All of this brings me back to why I enjoy teaching lighting at workshops. Over the past 6 years of hosting these workshops I’ve met so many photographers who like myself (when I started) are totally confused by studio lighting and it overwhelms them. What I try to achieve with my workshops is to open the curtain to the fashion industry and give a simplified overview of lighting, posing, retouching, business etc. I want to simplify the methods people have let overwhelm them and help them visually see light and for them to understand how and why it works and CAN work for them. On my latest workshops in NYC at Colony Studios (link) I shared 4 different techniques using broncolor lighting & a few simple accessories to get the most out of the set ups. There was 2 classes back to back, a total of 35 students who all had different backgrounds. It was amazing to meet so many people from different cities and countries with so much variety in their portfolios.
Each student had the opportunity to shoot after watching me demo the set up first - talking through each light set up, then the posing the model. The goal was to simplify the set up and help them understand how I see what works and what doesn’t. Not everything works immediately and I show that on set - I set these shoots up exactly as I would do on a shoot with my team for a client. Nothing is different. If I take 20 mins to set up a shot because the light doesn’t work straight away, you get to see that. Sometimes you turn up to set and you get the PERFECT light on the first round of test shots, sometimes it takes you 30 - 45 mins, sometimes longer. I don’t start until I’m satisfied with what I see.

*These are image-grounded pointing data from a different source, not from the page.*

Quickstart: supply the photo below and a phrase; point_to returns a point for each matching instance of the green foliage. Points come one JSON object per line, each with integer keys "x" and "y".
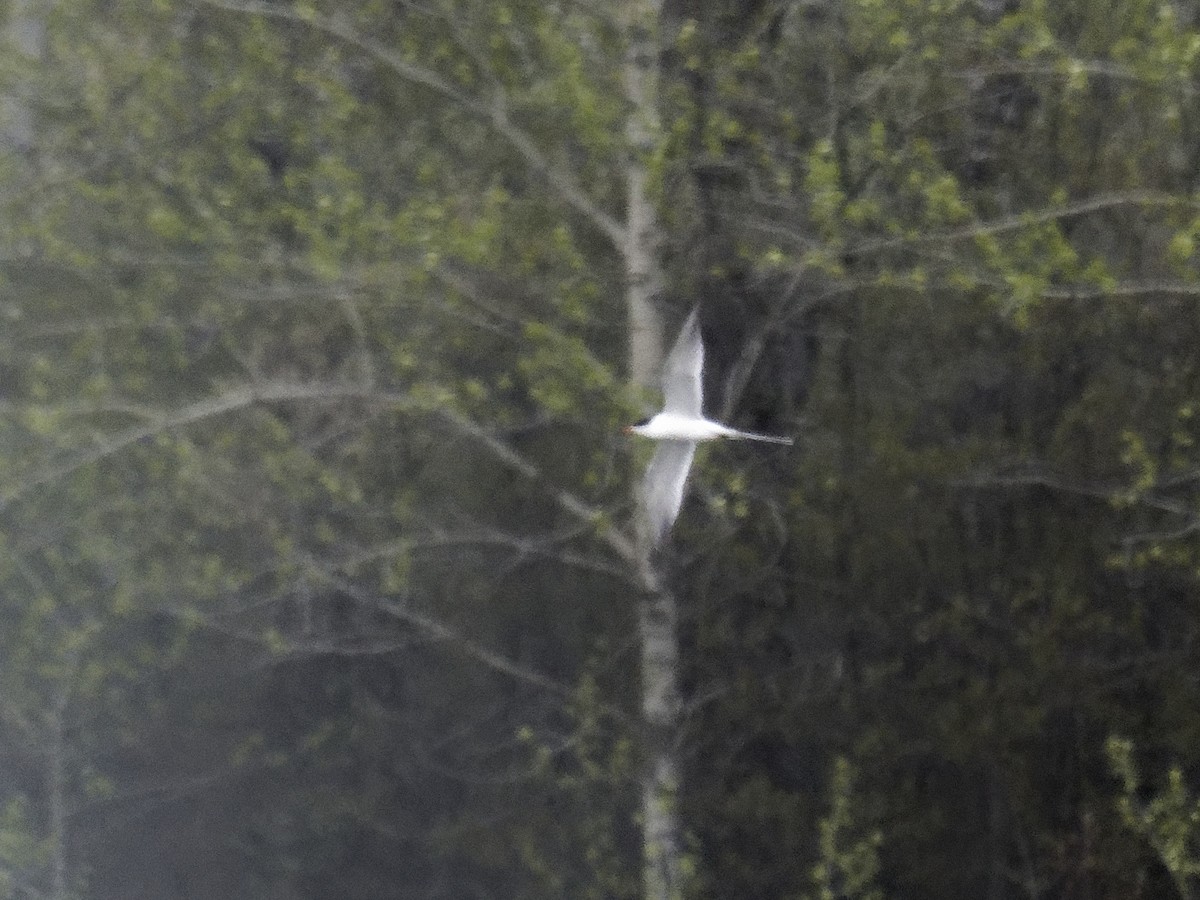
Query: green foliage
{"x": 850, "y": 863}
{"x": 1169, "y": 821}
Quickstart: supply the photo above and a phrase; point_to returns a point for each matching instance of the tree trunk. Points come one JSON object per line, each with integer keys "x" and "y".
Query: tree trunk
{"x": 658, "y": 611}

The results you see are a series of images shot with very similar set ups; just changing one thing each time - whether the level of diffusion (shooting through a scrim) to make the light super soft, adding a leg light for fill on a long dress (and to get more detail where the light falls off), using v-flats for bounce or to stop bounce and make a more dramatic shadow (using the black side of a v-flat), feathering the light and also changing the distance between subject and background. You can see from the results that my choice of light is soft (because of my style and the theme of the shoot) and that by changing a few things in the lighting recipe you can choose to go high or low key.

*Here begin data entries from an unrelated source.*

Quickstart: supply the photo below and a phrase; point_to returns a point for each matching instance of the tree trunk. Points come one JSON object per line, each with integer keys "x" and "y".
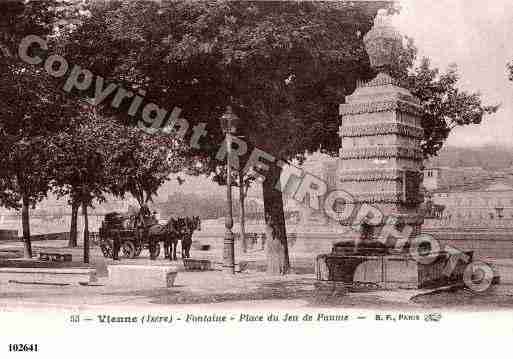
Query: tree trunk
{"x": 73, "y": 233}
{"x": 86, "y": 233}
{"x": 276, "y": 235}
{"x": 25, "y": 223}
{"x": 242, "y": 198}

When it comes to choosing a light set up - I almost always use one key and one fill. For portraits and full length fashion editorial sometimes just one key which is a large diffused source such as the broncolor 150 Octabox. For subtle fill I usually ‘box’ my model in with v-flats or add another light on a low power, with a smaller diffused accessory such as the 75 (3ft) Octabox. With one simple set up and very limited equipment you can get stunning results by making the most out of what you have.